Necessariamente dobbiamo premettere che le risposte possono essere molte, tutte con un certo grado di validità. Possono essere molte, non solo perché le risposte nascono da opinioni diverse, ma anche perché diversi possono essere i livelli di profondità da cui si parte.
Si può cercare la risposta partendo dal quadro politico attuale, tentando di individuare responsabilità tra le mosse più o meno sbagliate dei partiti politici. Oppure la risposta potrebbe essere dedotta da un’indagine storica e sociologica sul popolo italiano. Anche partendo dal punto di vista culturale possono sorgere risposte più o meno interessanti.
Un altro punto di partenza, che non si sofferma sulle pur importanti caratteristiche specifiche di un popolo, è quello che sorge da una domanda che dovrebbe interessare ogni essere umano: quali sono le condizioni in cui vogliamo vivere?
Pur considerando l’infimo grado di informazione che si riceve, la stragrande maggioranza delle persone è consapevole della criticità della situazione attuale. Tuttavia la scelta che si segue con maggiore frequenza è quella di occuparsi esclusivamente della propria vita, disinteressandosi totalmente, o quasi, del disagio degli altri e di ciò che succede nel contesto sociale in cui pur si vive.
Quando si tratta di criticare i governi e in generale il sistema non c’è alcuna difficoltà a condividere anche con forza tali critiche, ma tutta questa forza d’incanto scompare quando si tratta di tentare un cambiamento delle condizioni in cui si vive. A quel punto un gran numero di persone è pronto anche a votare i partiti di maggioranza, subendo il ricatto di appoggiare l’attuale sistema pur di scongiurare eventuali sciagure derivanti dalla mancanza di quel voto. Tutto ciò succede nonostante questo gran numero di persone sa benissimo che viviamo in un regime di democrazia del tutto formale che non risponderà mai alle esigenze reali dei cittadini, ma solo ai dettami di potenti gruppi economici.
È la dittatura dell’egoismo e del pragmatismo a tutto discapito del futuro.
Infatti, se ognuno cercasse di rispondere alla domanda sulle condizioni in cui vuole vivere, sicuramente cercherebbe di appoggiare fenomeni di interesse futuro, come votare e chiedere il voto a favore di partiti più piccoli o come appoggiare la formazione di organizzazioni sindacali al di fuori del quadro stabilito.

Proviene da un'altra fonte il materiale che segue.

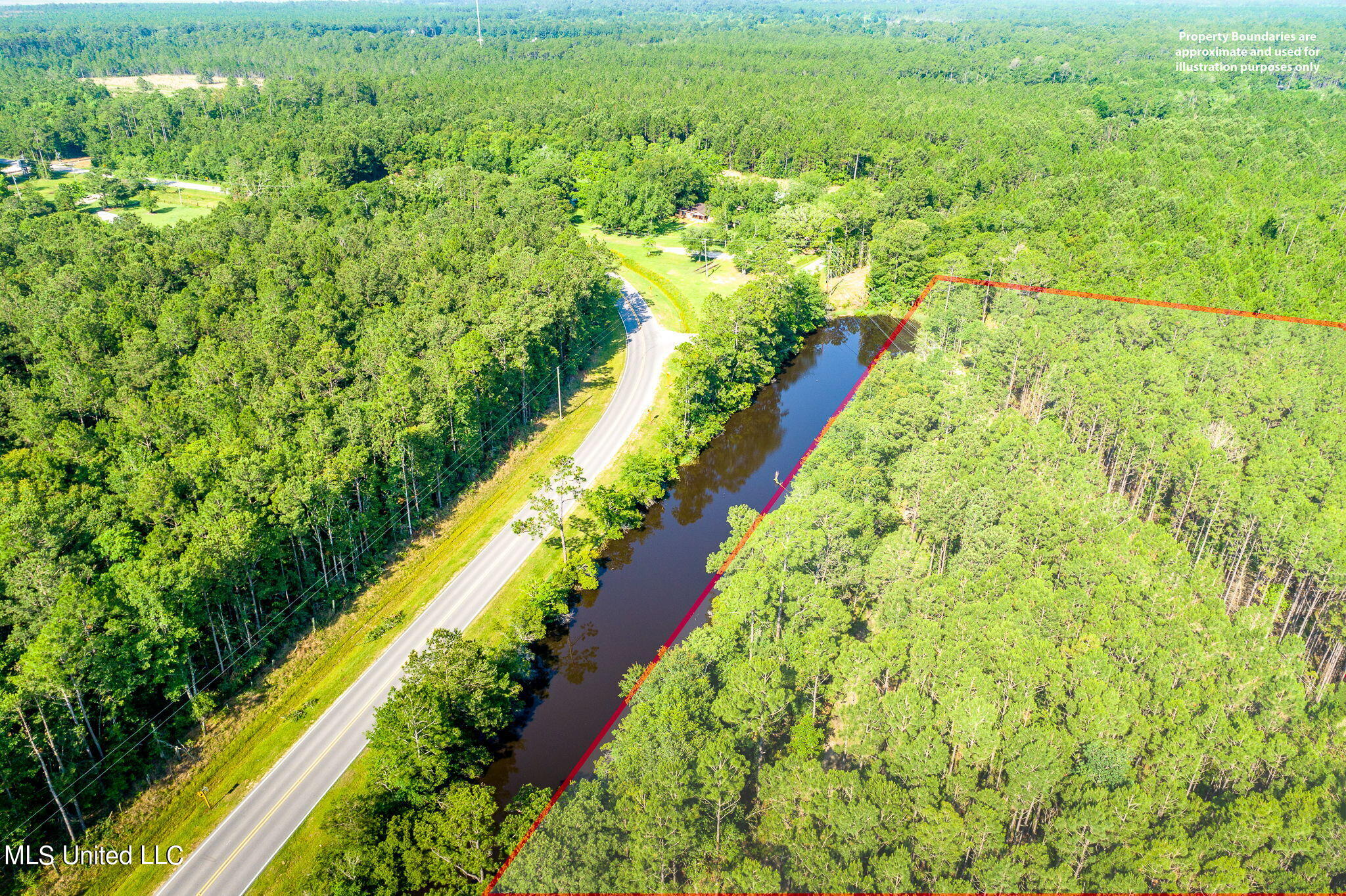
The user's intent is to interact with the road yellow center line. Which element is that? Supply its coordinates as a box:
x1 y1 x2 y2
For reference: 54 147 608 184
197 693 378 896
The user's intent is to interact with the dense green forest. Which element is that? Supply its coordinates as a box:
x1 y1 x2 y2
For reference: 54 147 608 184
505 288 1346 892
0 0 1346 892
0 167 616 850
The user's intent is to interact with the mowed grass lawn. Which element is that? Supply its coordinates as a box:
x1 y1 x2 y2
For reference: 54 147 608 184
43 309 624 896
18 175 229 227
576 216 749 332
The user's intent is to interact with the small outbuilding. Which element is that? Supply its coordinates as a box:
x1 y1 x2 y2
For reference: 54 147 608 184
677 202 710 223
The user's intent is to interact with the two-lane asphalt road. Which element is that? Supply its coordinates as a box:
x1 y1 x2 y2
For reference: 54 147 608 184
159 281 686 896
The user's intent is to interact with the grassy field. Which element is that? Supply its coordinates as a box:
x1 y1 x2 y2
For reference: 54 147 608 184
41 312 624 896
578 216 749 332
11 175 226 227
248 344 684 896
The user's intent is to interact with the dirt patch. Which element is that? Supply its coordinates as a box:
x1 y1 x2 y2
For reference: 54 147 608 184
720 168 793 190
826 265 870 312
81 74 267 93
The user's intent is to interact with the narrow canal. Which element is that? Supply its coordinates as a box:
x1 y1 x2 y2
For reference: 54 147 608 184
484 317 914 796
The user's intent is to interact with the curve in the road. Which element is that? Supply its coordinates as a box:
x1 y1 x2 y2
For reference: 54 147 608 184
159 280 688 896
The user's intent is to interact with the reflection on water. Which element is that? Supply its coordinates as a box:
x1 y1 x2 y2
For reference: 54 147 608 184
484 317 910 797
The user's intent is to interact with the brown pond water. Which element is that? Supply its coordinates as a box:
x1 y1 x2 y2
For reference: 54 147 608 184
484 317 914 797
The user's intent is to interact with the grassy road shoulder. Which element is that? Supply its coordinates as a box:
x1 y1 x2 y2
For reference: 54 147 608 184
248 355 684 896
41 311 624 896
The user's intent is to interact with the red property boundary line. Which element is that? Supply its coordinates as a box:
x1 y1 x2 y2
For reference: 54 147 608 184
483 275 1346 896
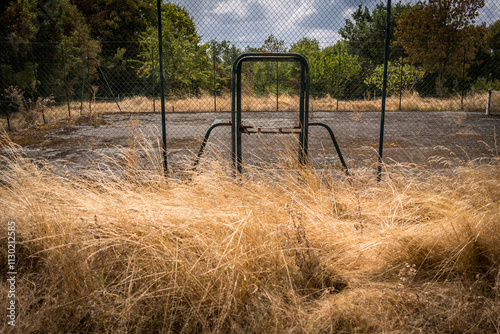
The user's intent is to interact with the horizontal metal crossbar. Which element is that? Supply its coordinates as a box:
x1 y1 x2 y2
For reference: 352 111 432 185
240 125 302 134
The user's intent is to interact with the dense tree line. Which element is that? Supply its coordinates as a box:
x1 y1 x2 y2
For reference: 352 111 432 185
0 0 500 115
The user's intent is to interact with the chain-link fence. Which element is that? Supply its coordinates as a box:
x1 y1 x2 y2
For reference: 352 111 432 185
0 0 500 172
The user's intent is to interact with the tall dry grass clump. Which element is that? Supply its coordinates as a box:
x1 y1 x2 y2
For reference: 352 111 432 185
0 137 500 333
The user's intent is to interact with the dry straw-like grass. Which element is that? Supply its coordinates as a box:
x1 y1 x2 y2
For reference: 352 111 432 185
0 92 497 130
0 136 500 333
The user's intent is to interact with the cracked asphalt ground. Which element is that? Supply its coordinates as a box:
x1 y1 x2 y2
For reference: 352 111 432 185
3 111 500 174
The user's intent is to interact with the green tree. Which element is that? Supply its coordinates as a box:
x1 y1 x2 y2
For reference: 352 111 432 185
252 35 289 98
0 0 99 100
339 2 405 65
209 39 241 92
365 61 425 95
135 3 212 95
318 41 362 99
396 0 484 97
288 37 325 96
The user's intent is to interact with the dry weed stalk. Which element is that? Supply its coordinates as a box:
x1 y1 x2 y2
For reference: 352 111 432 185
0 137 500 333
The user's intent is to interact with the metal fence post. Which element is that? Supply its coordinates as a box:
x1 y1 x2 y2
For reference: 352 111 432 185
156 0 168 175
377 0 391 182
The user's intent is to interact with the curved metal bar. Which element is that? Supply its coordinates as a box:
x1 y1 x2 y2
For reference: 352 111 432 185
194 122 231 168
231 52 309 173
309 122 349 175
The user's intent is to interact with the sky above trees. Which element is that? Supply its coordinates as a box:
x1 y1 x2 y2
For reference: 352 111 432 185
172 0 500 48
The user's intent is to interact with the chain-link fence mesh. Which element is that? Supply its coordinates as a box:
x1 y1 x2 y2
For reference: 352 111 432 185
0 0 500 172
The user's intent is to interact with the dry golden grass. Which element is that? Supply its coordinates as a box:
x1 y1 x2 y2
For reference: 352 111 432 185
0 92 492 133
0 137 500 333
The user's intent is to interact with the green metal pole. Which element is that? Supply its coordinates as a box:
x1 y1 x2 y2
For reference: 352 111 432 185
61 44 71 117
80 50 89 115
156 0 168 175
377 0 391 182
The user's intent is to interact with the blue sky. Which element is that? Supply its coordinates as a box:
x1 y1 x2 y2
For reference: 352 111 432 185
172 0 500 48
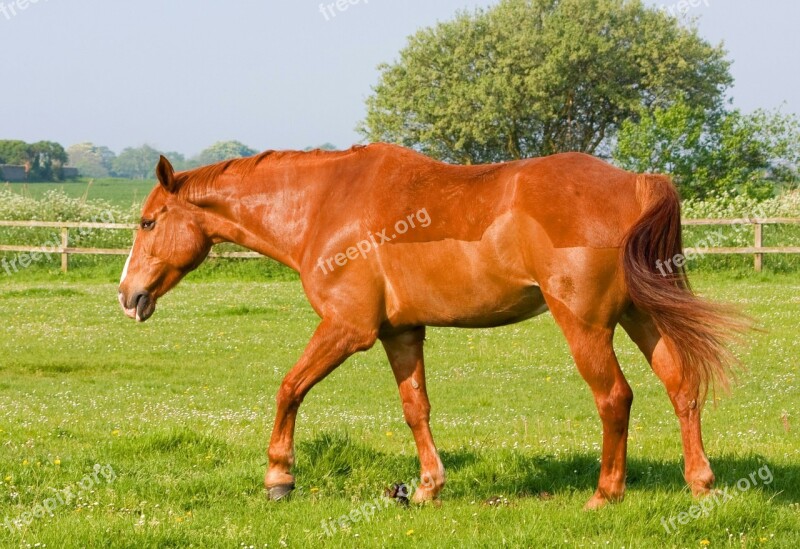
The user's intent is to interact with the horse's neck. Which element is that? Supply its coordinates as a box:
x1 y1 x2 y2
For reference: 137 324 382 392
195 159 326 270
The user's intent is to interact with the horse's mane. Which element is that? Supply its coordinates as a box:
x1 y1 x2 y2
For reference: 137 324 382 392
175 145 366 201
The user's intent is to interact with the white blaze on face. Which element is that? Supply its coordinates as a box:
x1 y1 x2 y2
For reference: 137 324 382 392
119 238 136 286
118 239 136 318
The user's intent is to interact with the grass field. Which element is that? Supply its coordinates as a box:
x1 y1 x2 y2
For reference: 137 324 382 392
0 178 156 208
0 274 800 548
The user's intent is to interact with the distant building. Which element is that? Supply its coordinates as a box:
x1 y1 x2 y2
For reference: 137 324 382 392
0 164 28 183
61 167 78 179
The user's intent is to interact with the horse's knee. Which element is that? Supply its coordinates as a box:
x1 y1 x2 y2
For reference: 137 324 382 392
595 380 633 428
403 399 431 429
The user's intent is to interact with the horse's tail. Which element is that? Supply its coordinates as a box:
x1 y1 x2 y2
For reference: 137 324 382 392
623 174 749 398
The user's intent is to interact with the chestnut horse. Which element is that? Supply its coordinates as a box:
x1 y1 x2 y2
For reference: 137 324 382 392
119 144 739 508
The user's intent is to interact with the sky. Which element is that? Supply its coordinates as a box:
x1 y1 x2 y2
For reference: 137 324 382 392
0 0 800 156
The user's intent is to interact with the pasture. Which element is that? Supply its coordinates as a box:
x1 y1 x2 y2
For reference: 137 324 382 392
0 272 800 548
0 178 155 208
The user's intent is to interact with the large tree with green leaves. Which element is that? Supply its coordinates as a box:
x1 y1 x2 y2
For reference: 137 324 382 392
67 143 117 177
359 0 732 163
613 101 800 198
113 145 161 179
0 140 67 181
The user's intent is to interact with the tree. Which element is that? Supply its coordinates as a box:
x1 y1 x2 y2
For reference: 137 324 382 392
28 141 67 181
113 145 161 179
359 0 732 164
191 141 257 166
67 143 117 177
613 101 800 198
0 139 30 165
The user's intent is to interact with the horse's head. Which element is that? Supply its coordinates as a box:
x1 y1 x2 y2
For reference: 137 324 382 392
119 156 212 322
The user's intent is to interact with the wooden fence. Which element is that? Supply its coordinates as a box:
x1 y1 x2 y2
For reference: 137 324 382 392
0 217 800 272
0 221 264 272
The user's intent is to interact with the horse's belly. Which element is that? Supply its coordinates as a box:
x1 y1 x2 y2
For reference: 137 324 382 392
381 233 547 328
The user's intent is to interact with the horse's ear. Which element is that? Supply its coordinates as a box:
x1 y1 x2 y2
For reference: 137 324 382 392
156 155 178 193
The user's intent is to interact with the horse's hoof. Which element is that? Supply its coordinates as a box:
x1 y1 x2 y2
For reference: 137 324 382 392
267 484 294 501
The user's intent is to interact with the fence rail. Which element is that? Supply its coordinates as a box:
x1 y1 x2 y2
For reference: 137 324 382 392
0 217 800 272
0 220 264 272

Se ognuno fosse veramente consapevole delle condizioni in cui vorrebbe vivere, non starebbe così attento, come in una condizione ipnotica, al gioco di superficie dei vertici, dei notabili e degli opinionisti, ma starebbe molto più attento al lamento, molto spesso sotterraneo, del proprio ambiente immediato, del proprio quartiere, dei colleghi di lavoro, sapendo che è proprio lì, in quell’ambito che spesso si rifiuta perché sembra così limitato, che ricomincerà la ricomposizione del tessuto sociale quando le strutture centralizzate entreranno nella più totale crisi. Sulla scia di questa consapevolezza non si perderebbe tempo ed energia nel protestare contro la massiccia azione dei mezzi di diffusione controllati dai gruppi economici, ma ci si impegnerebbe nell’influenzare questi piccoli ambiti, approfittando di ogni occasione propizia di reale comunicazione sociale.
Tutto questo succede perché non si vuole rispondere alla domanda su quali sono le condizioni in cui si vuole vivere, credendo, in fondo, di essere vinti e di avere solo la possibilità di rimuginare in silenzio. E come viene chiamato tutto questo? “Dedicarsi alla propria vita”!
Cominciamo a riprenderci invece la capacità di scelta delle condizioni nelle quali vogliamo vivere e cominceremo a concepire la possibilità di un grande movimento di cambiamento, buttando all’aria la delusione che ci impedisce di proporci come protagonisti di un processo di trasformazione.